「間違いなく、写真はアリバイ通りだね。」
「ええ。」
「でも、本当にこれに乗っていたのかな?。」
と、南は言った。
「うーむ、あれっ。」
「どうした、日付が3月ごろになっているよ。」
「あっ、本当だ。」
とにかく、黒澤ダイヤに聞くことにしよう。
そして、翌日。
南は黒澤ダイヤに聞くことにした。
「ああ、その男が。」
「ええ、一緒に乗っていたかなって。」
「その男の人は奈良線あたりで見かけたと思うわ。」
「あれ、ダイヤさんはその男知っているのか?。」
と、南は言った。
「その2人って、殺されたんですよね。」
「ああ、東京と奈良でね。」
「そう言えば、その男が乗っていたのを見たわ。」
「それって、この男か。」
「ええ、よく似ているわ。」
「ありがとう。」
早速、南は高山たちに報告した。
「この男は確か、ビスタカーに乗ったって言っていたな。」
と、岩泉が言った。
「ねぇ、犯人は新快速と新幹線に乗って利用したんじゃないかな。」
「えっ、それはどう言う事?。」
「だって、新大阪から奈良へ行くにはそれを利用するじゃない。」
と、小海は言った。
「それも考えるな。」
「分かったわ、犯人はこれを利用したんだよ。」
「何、わかった。」
早速、南は時刻表を読んで推理した。
「犯人は、これを利用したんですよ。」
「ほう、なるほど。」
東海道山陽新幹線「のぞみ3号」
東京発6時50分 乗車
新大阪着9時27分 下車
奈良線
大阪発9時42分 乗車
奈良着10時28分 下車
奈良線・大和路快速
奈良発14時21分 乗車
大阪着15時05分 下車
東海道山陽新幹線「ひかり380号」
新大阪発16時43分 乗車
東京着19時43分 下車
「そうか、やはり犯人は奈良で殺害して、東京でその女性を殺害したのか。

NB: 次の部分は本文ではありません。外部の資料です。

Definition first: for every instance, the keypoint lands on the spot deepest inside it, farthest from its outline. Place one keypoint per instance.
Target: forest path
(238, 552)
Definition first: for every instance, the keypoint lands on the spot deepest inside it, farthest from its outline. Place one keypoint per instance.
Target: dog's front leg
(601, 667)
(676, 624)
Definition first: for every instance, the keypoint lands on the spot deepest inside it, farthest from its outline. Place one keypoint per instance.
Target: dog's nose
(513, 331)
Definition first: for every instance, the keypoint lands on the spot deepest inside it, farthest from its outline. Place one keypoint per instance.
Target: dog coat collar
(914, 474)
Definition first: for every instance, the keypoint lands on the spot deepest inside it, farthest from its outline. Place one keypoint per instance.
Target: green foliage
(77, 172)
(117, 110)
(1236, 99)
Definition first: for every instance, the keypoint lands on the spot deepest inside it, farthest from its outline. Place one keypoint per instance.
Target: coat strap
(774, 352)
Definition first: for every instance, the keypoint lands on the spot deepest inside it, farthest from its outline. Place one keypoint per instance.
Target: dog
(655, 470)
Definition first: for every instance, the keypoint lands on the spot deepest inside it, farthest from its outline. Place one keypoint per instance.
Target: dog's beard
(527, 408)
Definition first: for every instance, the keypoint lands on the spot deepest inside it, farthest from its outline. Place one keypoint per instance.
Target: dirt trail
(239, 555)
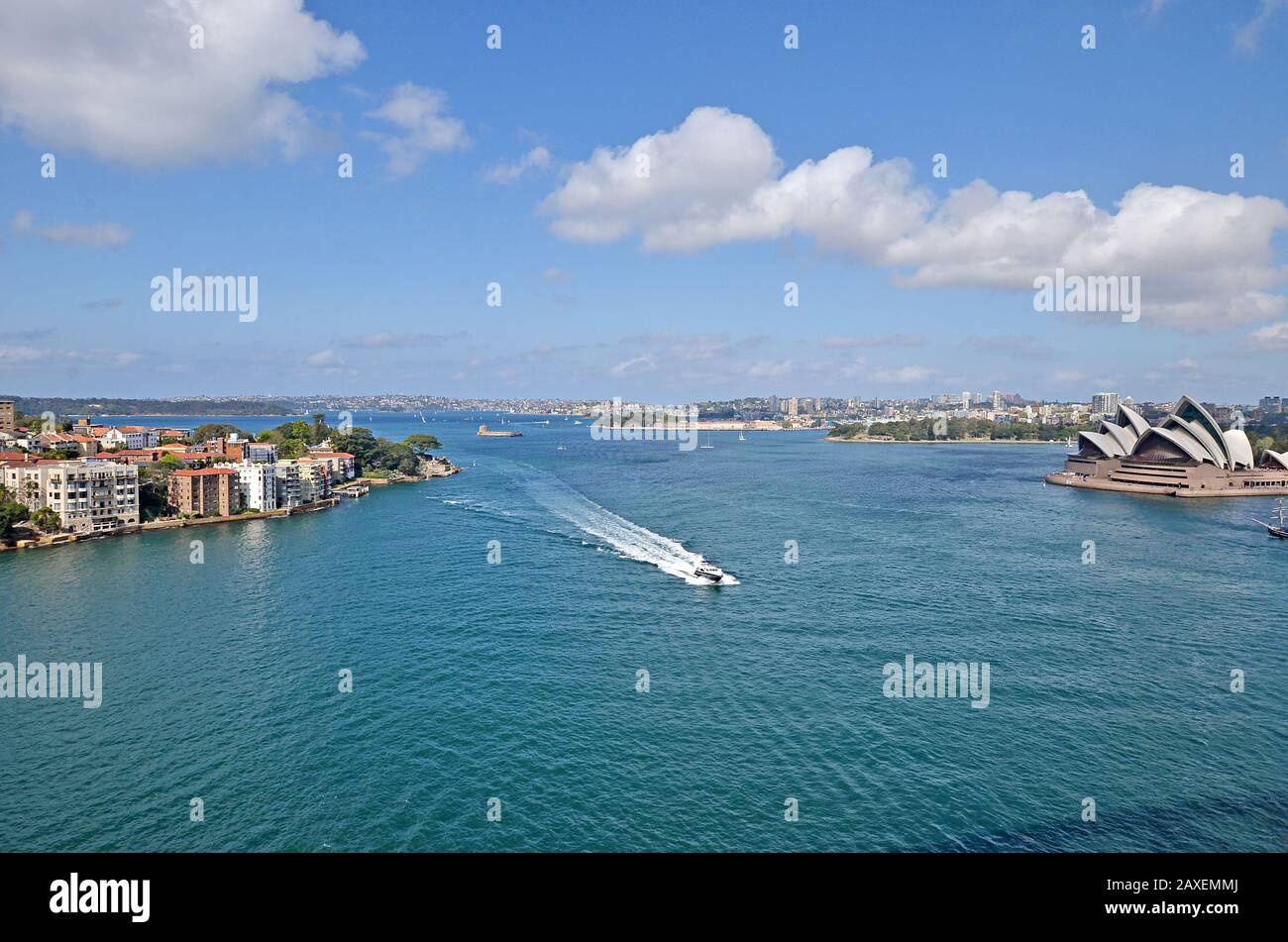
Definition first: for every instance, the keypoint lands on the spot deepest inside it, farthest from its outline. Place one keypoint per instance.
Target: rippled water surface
(518, 680)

」
「ええ、その通りです。」
「犯人はわかったの?。」
「犯人はあの人だ、これを使って犯行が出来るのは磯風良治だ。」
「そうか、犯人は奈良線に乗って、帰りは快速を利用して新大阪へ向かって新幹線を利用したんですね。」
「その通りだよ。」
と、南は言った。
「ちなみに、南主任が乗ったのは。」
「普通の奈良線だ。車両は205系で大阪から久宝寺に乗てそこから大和路快速に乗ったんだよ。」
「へぇー。」
「快速では青春18きっぷが可能でしたね。」
「ああ、そうだよ。」
「これで磯風のアリバイは崩れた。」
そして、次の日。
磯風は、東京駅から寝台特急「はやぶさ・富士」に乗って九州へ向かった。
「奴は何処へ行くんですかね。」
「あっ、磯崎は九州へ向かうつもりですよ。」
と、そして南と高山と松本と梶山は磯崎に会った。
「磯風良治だな。」
「えっ。」
「お前を殺人容疑で逮捕する。」
と、松本は言った。
「くっ。」
「よしっ、連行しろっ!。」
「はっ。」
こうして、事件は解決した。
磯崎は、2人を殺害した犯行の動機は車内での携帯マナーが悪かったので注意されて喧嘩売られた事での犯行だった。彼は二人の後をつけて殺害を計画したことも自供した。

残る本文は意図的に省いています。